Humans actually don't smell too bad until tissues are rotten from gangrene when the smell is as bad, or worse than a rotting corpse. But the smell of flesh being burned by cautery smells just like meat cooking.
Your point about why people might not eat meat if they had to do their own slaughtering is a valid one and there is a lot more to this story.
I believe that Western nations long long ago decided to adopt "humane" methods of slaughter in which the cattle are first knocked out with an electrical charge to thehead and the culling is done on an unconscious animal.

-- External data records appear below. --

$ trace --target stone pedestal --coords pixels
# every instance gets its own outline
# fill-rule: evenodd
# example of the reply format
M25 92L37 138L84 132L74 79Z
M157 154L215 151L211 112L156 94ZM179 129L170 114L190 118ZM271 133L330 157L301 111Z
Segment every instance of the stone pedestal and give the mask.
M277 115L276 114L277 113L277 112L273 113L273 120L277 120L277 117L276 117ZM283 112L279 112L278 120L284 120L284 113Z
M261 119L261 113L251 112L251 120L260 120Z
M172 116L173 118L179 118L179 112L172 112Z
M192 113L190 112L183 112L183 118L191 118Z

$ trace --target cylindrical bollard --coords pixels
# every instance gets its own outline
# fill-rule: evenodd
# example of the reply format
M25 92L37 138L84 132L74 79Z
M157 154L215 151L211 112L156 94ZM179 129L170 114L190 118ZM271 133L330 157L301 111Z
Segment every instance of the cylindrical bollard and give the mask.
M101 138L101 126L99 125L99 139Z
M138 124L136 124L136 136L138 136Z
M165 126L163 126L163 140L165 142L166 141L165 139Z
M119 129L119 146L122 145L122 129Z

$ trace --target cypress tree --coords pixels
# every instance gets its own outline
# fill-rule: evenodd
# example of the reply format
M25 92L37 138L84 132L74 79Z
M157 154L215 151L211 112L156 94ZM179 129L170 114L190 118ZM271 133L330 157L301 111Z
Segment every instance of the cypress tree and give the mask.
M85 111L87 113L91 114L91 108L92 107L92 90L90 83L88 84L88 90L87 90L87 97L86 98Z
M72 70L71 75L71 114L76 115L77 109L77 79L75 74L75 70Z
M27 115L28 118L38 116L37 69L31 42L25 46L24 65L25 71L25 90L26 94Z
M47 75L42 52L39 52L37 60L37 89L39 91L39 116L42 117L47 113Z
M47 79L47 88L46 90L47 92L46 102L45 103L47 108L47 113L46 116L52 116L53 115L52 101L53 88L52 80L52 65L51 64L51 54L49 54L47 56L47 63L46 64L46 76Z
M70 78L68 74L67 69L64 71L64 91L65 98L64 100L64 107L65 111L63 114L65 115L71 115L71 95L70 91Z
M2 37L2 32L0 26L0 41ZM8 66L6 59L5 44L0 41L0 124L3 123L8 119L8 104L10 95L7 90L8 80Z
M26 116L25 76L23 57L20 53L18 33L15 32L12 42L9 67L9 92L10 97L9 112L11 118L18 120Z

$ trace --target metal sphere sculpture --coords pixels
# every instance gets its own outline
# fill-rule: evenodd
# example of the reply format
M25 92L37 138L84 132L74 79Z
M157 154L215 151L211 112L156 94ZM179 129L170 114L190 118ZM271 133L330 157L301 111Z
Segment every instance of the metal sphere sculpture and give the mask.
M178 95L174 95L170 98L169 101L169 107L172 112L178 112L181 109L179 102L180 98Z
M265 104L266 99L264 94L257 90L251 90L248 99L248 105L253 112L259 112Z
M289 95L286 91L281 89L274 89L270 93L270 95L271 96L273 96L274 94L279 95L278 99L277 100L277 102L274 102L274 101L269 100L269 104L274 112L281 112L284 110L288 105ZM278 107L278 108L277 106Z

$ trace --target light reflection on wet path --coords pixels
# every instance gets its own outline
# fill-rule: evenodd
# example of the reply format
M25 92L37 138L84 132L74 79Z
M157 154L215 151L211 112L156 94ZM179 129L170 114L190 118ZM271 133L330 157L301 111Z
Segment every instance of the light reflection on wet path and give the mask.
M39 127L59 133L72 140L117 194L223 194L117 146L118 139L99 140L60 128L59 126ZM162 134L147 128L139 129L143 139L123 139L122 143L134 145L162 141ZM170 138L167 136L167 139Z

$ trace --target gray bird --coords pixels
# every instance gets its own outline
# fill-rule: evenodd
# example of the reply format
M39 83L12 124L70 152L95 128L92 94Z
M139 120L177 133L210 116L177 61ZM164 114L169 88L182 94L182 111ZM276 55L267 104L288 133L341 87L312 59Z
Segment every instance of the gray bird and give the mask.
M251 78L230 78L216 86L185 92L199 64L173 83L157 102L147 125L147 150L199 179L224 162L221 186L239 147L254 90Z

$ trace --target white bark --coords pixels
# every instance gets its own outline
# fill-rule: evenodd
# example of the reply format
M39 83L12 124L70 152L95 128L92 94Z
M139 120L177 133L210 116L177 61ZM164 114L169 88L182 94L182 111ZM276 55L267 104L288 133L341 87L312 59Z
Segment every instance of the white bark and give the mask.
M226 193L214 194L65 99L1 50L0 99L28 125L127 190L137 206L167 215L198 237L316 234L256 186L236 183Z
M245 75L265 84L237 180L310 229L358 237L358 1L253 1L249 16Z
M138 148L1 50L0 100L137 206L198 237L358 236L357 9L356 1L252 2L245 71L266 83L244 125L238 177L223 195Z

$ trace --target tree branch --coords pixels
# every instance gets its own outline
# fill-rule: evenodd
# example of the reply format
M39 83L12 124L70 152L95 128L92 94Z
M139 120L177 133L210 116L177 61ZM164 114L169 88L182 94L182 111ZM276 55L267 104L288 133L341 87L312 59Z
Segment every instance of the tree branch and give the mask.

As far as India is concerned - India in 2007 produces more milk (and methane from cow-fart) than any other country in the world and probably has more head of cattle than any other country.
But in the era when a ban on cow slaughter became a popular idea several social factors were at play. The cow is considered sacred, and that sanctity has come from several factors. I suspect that the usefulness of cattle entered into Hindu folklore and made them sacred.
Cows of course were "wealth" and a family with cows had a steady source of income, dairy products and fuel (dried cowdung). I don't think cow eating has been big in India for centuries - I don't know if there are any written records on the issue.
However (and I am guessing here) "cow eating" re entered Indian life with a bang with the first Islamic invasions. That played havoc with the life of many people in India and Muslims in general are unlikely to be forgiven anytime soon unless there is an active reconciliation or past with present.
The "ban on cow slaughter" is a great political riposte to the forces that were seen as having upset the peace in India in the first place. The "rationale" for initially opposing cow slaughter was that at the time of famine it was important to preserve cows for a vegetarian population and not slaughter them. That rationale no longer holds true.
I believe beef/cow slaughter is very definitely a quid pro for what is perceived as a persistent trampling of Hindu rights by savages.
It can be sorted out and it will be sorted out after there is more widespread acceptance and acknowledgement that Hindus had a particular way of life that was seriously damaged.
The treatment of Hindus in india is seen by Hindus as somewhat similar to apartheid, except that there is no acknowledgement from the alien forces that entered (Islam and the Church) that such discrimination existed.
As long as that occurs - there will be this sort of battle going on in India, a reflection of which is seen in these threads.